Saturday, January 10, 2009

Major work on Pope's ecclesiology

As Christopher points out in his post, "New Books by Pope Benedict XVI / Joseph Ratzinger" (Against the Grain, August 21, 2007), Maximilian Heinrich Heim's new book, Joseph Ratzinger - Life in the Church and Living Theology: Fundamentals of Ecclesiology (Ignatius Press, October 2007), at a hefty 500 pages, looks like a major work in Ratzinger scholarship. The publisher's description reads:
This is a major work on the theology of Joseph Ratzinger, now Pope Benedict XVI, by a highly regarded German theologian, priest and writer. Since his election to the Papacy, Ratzinger's theology, and in particular his ecclesiology (theology of the Church), has been in the limelight of theological and ecumenical discussions.

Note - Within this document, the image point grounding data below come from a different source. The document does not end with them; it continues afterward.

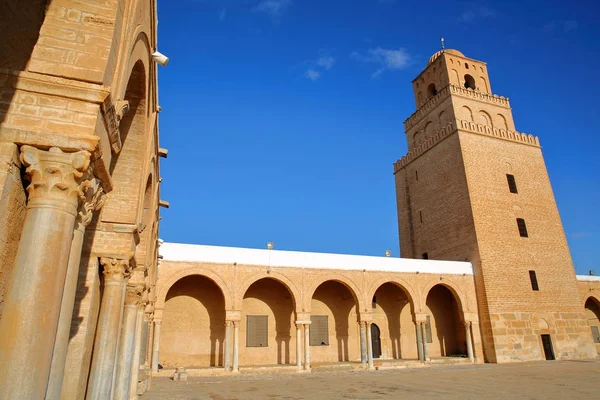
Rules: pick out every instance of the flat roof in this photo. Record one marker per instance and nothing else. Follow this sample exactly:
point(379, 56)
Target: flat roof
point(588, 278)
point(280, 258)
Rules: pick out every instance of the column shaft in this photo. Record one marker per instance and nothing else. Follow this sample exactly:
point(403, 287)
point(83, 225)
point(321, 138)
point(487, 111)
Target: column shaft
point(227, 360)
point(363, 344)
point(32, 304)
point(419, 342)
point(236, 346)
point(299, 346)
point(135, 366)
point(307, 347)
point(469, 341)
point(107, 333)
point(155, 345)
point(59, 355)
point(369, 346)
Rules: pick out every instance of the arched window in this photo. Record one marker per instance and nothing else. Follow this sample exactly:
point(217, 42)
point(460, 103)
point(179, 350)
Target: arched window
point(470, 82)
point(431, 90)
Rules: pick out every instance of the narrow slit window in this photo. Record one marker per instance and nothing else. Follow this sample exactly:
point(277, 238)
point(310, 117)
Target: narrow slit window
point(533, 279)
point(522, 227)
point(512, 183)
point(319, 330)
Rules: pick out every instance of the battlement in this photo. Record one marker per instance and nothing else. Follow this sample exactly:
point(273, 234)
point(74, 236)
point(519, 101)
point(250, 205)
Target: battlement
point(469, 126)
point(453, 89)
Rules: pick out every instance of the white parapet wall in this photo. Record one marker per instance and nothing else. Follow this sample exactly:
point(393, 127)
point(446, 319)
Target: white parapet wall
point(297, 259)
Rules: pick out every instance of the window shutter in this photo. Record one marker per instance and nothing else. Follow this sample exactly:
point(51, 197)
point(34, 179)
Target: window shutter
point(319, 330)
point(257, 331)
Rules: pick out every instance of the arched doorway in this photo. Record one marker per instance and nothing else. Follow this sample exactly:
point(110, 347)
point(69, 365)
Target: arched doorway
point(444, 334)
point(193, 328)
point(376, 340)
point(592, 313)
point(126, 166)
point(267, 325)
point(392, 311)
point(334, 330)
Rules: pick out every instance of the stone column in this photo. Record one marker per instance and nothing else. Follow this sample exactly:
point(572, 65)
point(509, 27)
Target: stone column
point(419, 342)
point(363, 344)
point(116, 273)
point(424, 336)
point(307, 347)
point(236, 346)
point(32, 305)
point(94, 199)
point(227, 360)
point(135, 366)
point(369, 346)
point(127, 343)
point(155, 345)
point(469, 341)
point(299, 346)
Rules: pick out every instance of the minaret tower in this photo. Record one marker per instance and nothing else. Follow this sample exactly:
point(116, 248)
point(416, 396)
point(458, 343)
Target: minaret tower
point(473, 188)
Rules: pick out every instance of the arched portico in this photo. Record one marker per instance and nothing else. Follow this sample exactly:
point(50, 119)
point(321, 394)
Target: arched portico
point(335, 334)
point(393, 312)
point(444, 334)
point(193, 325)
point(267, 324)
point(592, 316)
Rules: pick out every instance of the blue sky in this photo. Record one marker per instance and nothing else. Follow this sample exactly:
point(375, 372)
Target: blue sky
point(283, 117)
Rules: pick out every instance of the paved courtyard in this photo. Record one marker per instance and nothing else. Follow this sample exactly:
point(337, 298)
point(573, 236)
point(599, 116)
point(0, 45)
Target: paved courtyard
point(562, 380)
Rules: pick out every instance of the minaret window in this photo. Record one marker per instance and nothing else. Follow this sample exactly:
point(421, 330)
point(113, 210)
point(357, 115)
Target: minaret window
point(431, 90)
point(470, 82)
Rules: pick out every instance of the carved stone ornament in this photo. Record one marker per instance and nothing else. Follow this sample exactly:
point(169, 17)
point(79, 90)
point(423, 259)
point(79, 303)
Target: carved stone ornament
point(55, 176)
point(133, 295)
point(115, 269)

This important work studies in detail Ratzinger's ecclesiology in the light of Vatican II, against the ongoing debate about what Vatican II really meant to say about the life of the Church, its liturgy, its worship, its doctrine, its pastoral mission, and more. Has his theology of the Church changed since Vatican II, or has it continued to develop consistently? Is the Catholic Church one church among many churches? Is she the object of hope or a historical reality?

Ratzinger the theologian figures centrally in this investigation, not as the former Prefect for the Congregation for the Doctrine of the Faith, but as a thinker and as a writer.